Reproductive isolation emerges from coordinated barriers during mating system divergence in plants

Background and AimsUnderstanding how reproductive barriers combine to restrict gene flow remains a central challenge in speciation research. Although reproductive isolation is inherently a composite process, most empirical studies have focused on individual barriers in isolation, limiting our ability to capture their joint effects particularly in systems undergoing evolutionary transitions such as shifts in mating system.
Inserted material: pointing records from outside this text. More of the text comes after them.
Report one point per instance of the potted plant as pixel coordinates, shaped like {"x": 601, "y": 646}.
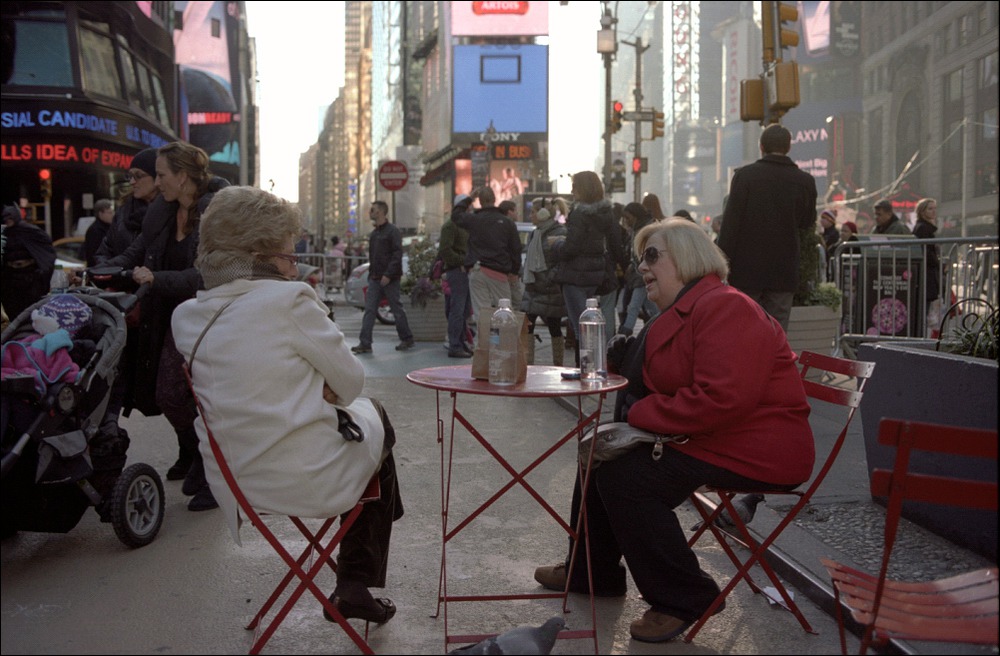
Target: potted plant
{"x": 954, "y": 385}
{"x": 426, "y": 316}
{"x": 817, "y": 306}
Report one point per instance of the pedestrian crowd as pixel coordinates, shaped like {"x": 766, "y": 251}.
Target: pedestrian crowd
{"x": 697, "y": 319}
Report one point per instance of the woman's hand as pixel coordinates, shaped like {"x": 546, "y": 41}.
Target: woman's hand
{"x": 142, "y": 276}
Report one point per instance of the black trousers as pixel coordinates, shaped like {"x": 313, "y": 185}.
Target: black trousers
{"x": 630, "y": 513}
{"x": 364, "y": 551}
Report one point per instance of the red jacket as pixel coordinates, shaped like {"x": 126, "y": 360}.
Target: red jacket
{"x": 719, "y": 369}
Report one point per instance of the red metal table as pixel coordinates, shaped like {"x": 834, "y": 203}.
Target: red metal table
{"x": 541, "y": 381}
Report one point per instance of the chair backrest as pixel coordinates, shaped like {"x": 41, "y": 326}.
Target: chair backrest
{"x": 901, "y": 484}
{"x": 849, "y": 397}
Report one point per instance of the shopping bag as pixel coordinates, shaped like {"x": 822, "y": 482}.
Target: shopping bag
{"x": 481, "y": 354}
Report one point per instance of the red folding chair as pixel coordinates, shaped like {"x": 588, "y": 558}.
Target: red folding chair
{"x": 962, "y": 608}
{"x": 819, "y": 387}
{"x": 310, "y": 562}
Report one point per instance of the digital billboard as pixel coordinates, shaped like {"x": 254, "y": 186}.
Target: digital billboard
{"x": 505, "y": 86}
{"x": 499, "y": 18}
{"x": 205, "y": 41}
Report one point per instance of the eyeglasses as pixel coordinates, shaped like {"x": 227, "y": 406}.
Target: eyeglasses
{"x": 652, "y": 255}
{"x": 291, "y": 258}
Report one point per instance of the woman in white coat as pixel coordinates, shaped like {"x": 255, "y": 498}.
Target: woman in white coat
{"x": 271, "y": 370}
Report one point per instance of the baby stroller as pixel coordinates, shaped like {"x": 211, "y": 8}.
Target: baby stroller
{"x": 59, "y": 455}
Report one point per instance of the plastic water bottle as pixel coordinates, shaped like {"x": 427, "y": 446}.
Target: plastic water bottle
{"x": 59, "y": 280}
{"x": 593, "y": 343}
{"x": 504, "y": 335}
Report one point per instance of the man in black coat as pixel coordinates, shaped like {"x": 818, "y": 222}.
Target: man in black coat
{"x": 770, "y": 202}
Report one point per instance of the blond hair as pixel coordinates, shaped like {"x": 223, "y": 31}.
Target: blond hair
{"x": 246, "y": 220}
{"x": 692, "y": 251}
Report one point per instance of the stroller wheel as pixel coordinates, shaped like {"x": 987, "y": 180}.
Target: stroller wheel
{"x": 137, "y": 505}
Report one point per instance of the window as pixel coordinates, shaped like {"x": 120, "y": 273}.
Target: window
{"x": 159, "y": 99}
{"x": 40, "y": 56}
{"x": 132, "y": 92}
{"x": 100, "y": 71}
{"x": 985, "y": 134}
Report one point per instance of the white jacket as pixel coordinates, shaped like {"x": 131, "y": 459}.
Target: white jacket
{"x": 259, "y": 373}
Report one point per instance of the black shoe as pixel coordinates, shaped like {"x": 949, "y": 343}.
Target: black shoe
{"x": 203, "y": 500}
{"x": 180, "y": 468}
{"x": 195, "y": 478}
{"x": 378, "y": 610}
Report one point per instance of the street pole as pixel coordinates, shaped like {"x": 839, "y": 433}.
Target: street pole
{"x": 607, "y": 119}
{"x": 636, "y": 190}
{"x": 607, "y": 45}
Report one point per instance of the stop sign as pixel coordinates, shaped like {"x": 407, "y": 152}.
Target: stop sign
{"x": 393, "y": 175}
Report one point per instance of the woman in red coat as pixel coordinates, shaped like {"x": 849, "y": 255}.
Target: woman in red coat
{"x": 713, "y": 366}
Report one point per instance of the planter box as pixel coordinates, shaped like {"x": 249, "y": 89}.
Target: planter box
{"x": 429, "y": 323}
{"x": 813, "y": 328}
{"x": 917, "y": 383}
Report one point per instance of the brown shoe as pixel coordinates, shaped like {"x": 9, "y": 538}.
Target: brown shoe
{"x": 552, "y": 577}
{"x": 658, "y": 627}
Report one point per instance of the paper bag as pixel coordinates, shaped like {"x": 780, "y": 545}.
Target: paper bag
{"x": 481, "y": 355}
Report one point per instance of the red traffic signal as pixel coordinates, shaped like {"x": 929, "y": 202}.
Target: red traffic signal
{"x": 45, "y": 181}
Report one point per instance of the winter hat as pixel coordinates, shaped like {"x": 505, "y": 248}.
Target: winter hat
{"x": 63, "y": 311}
{"x": 145, "y": 160}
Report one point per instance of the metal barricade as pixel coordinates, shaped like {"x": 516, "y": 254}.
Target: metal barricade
{"x": 884, "y": 282}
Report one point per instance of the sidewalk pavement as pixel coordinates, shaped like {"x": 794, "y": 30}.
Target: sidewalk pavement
{"x": 192, "y": 590}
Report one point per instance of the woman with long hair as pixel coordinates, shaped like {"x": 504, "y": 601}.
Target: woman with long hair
{"x": 162, "y": 258}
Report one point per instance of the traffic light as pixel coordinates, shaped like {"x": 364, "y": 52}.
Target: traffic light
{"x": 45, "y": 181}
{"x": 783, "y": 86}
{"x": 616, "y": 116}
{"x": 657, "y": 124}
{"x": 752, "y": 100}
{"x": 775, "y": 16}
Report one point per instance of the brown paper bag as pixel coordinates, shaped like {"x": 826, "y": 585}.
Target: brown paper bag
{"x": 481, "y": 356}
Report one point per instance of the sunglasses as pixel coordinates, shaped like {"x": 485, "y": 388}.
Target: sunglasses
{"x": 291, "y": 258}
{"x": 652, "y": 255}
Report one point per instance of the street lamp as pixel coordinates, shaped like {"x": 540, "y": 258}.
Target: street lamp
{"x": 607, "y": 45}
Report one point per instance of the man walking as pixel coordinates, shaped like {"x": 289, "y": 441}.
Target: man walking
{"x": 453, "y": 250}
{"x": 494, "y": 251}
{"x": 385, "y": 269}
{"x": 770, "y": 202}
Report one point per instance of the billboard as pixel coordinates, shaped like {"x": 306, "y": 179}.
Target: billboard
{"x": 205, "y": 44}
{"x": 505, "y": 86}
{"x": 499, "y": 18}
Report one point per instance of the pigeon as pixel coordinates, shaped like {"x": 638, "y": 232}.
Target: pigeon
{"x": 522, "y": 640}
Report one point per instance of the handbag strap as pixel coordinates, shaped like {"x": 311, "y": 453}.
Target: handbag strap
{"x": 205, "y": 330}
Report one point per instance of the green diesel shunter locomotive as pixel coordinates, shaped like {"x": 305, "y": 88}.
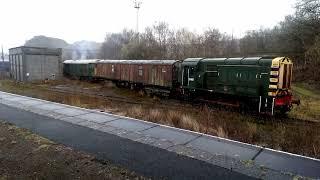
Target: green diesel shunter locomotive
{"x": 259, "y": 83}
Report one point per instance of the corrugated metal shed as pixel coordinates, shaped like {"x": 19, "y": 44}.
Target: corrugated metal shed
{"x": 35, "y": 63}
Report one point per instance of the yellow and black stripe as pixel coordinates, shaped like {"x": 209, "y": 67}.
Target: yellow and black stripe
{"x": 280, "y": 75}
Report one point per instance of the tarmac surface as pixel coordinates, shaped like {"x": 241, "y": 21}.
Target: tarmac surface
{"x": 151, "y": 149}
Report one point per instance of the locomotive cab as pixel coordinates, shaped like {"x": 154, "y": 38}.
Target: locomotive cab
{"x": 280, "y": 84}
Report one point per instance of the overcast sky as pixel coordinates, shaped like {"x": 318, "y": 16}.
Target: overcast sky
{"x": 74, "y": 20}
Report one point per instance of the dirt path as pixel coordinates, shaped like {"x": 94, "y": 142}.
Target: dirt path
{"x": 24, "y": 155}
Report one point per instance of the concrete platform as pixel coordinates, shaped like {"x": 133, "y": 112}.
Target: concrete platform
{"x": 251, "y": 160}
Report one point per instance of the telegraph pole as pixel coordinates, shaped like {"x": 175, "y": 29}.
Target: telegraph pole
{"x": 2, "y": 55}
{"x": 137, "y": 5}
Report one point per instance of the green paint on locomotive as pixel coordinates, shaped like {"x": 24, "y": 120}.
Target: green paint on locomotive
{"x": 234, "y": 76}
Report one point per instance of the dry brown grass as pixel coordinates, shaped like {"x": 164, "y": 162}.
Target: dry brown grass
{"x": 190, "y": 123}
{"x": 136, "y": 111}
{"x": 155, "y": 115}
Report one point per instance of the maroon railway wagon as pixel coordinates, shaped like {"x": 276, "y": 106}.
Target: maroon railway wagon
{"x": 158, "y": 75}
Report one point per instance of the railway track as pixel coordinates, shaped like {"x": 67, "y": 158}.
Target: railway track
{"x": 176, "y": 104}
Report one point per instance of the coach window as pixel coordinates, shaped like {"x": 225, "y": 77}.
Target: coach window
{"x": 140, "y": 70}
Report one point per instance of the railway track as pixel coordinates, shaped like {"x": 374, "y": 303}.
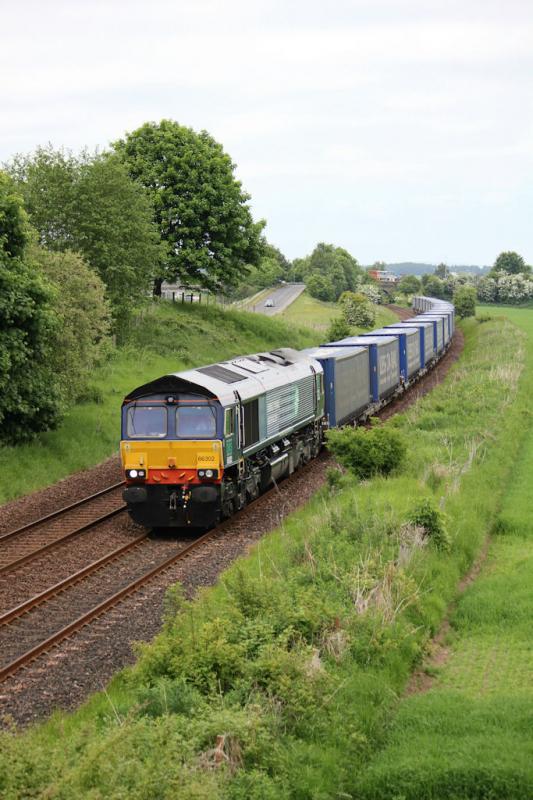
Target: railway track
{"x": 23, "y": 544}
{"x": 38, "y": 624}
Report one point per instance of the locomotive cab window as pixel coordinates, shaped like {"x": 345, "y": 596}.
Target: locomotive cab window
{"x": 196, "y": 422}
{"x": 251, "y": 423}
{"x": 228, "y": 422}
{"x": 147, "y": 422}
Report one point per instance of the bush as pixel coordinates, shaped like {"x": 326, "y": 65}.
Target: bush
{"x": 338, "y": 329}
{"x": 30, "y": 399}
{"x": 367, "y": 451}
{"x": 82, "y": 340}
{"x": 428, "y": 517}
{"x": 357, "y": 309}
{"x": 464, "y": 300}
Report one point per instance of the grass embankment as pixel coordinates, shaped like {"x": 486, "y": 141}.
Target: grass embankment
{"x": 298, "y": 657}
{"x": 471, "y": 735}
{"x": 318, "y": 315}
{"x": 163, "y": 338}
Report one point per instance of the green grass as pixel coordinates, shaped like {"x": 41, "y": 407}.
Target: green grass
{"x": 470, "y": 736}
{"x": 163, "y": 338}
{"x": 300, "y": 654}
{"x": 315, "y": 314}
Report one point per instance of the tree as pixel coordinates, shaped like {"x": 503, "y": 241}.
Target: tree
{"x": 442, "y": 272}
{"x": 357, "y": 310}
{"x": 30, "y": 398}
{"x": 510, "y": 262}
{"x": 464, "y": 300}
{"x": 88, "y": 203}
{"x": 409, "y": 284}
{"x": 81, "y": 340}
{"x": 320, "y": 286}
{"x": 201, "y": 210}
{"x": 434, "y": 287}
{"x": 338, "y": 329}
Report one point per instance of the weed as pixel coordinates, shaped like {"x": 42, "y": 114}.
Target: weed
{"x": 367, "y": 452}
{"x": 428, "y": 518}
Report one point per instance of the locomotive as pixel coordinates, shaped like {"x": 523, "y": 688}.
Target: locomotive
{"x": 199, "y": 445}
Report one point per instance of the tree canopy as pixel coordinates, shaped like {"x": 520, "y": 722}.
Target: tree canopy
{"x": 201, "y": 209}
{"x": 328, "y": 272}
{"x": 89, "y": 204}
{"x": 409, "y": 284}
{"x": 511, "y": 263}
{"x": 464, "y": 300}
{"x": 80, "y": 340}
{"x": 30, "y": 397}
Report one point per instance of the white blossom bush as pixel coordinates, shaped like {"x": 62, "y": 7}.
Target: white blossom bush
{"x": 505, "y": 288}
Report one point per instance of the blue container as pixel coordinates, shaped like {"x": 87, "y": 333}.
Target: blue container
{"x": 441, "y": 322}
{"x": 427, "y": 338}
{"x": 384, "y": 357}
{"x": 411, "y": 348}
{"x": 346, "y": 381}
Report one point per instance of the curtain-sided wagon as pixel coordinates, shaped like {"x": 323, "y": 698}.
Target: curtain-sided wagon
{"x": 199, "y": 445}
MethodsHere, we provide a comprehensive, life-cycle-wide quantification of reproductive isolation between two closely related species of the Erysimum incanum complex that differ strikingly in mating system: the predominantly selfing E. incanum and the outcrossing E. wilczekianum. Key ResultsBy integrating ecological, phenological, behavioural, and post-pollination components, we show that total reproductive isolation is nearly complete (T{approx}0.999), but overwhelmingly driven by pre-pollination barriers. Ecogeographical differentiation and, most prominently, pollinator-mediated isolation dominate, with pollinators exhibiting a strong bias toward E. wilczekianum. Floral traits linked to mating system divergence, particularly flower size, emerge as key drivers of assortative mating, supporting their role as "magic traits" coupling ecological divergence with reproductive isolation. In contrast, post-pollination barriers are weaker but strongly asymmetric. Hybrid seed formation is largely prevented when E. wilczekianum acts as the maternal parent, consistent with expectations from mating system differences, whereas reciprocal crosses are relatively successful. Despite reduced germination, hybrids display enhanced growth and no evidence of hybrid breakdown, suggesting that intrinsic incompatibilities remain incomplete. ConclusionsThese findings reveal that mating system divergence restructures the entire architecture of reproductive isolation rather than acting as a single barrier. More broadly, our results highlight that early-stage speciation can be driven by coordinated shifts in ecological and reproductive traits, emphasizing the need for integrative approaches to fully understand how barriers interact to generate species boundaries.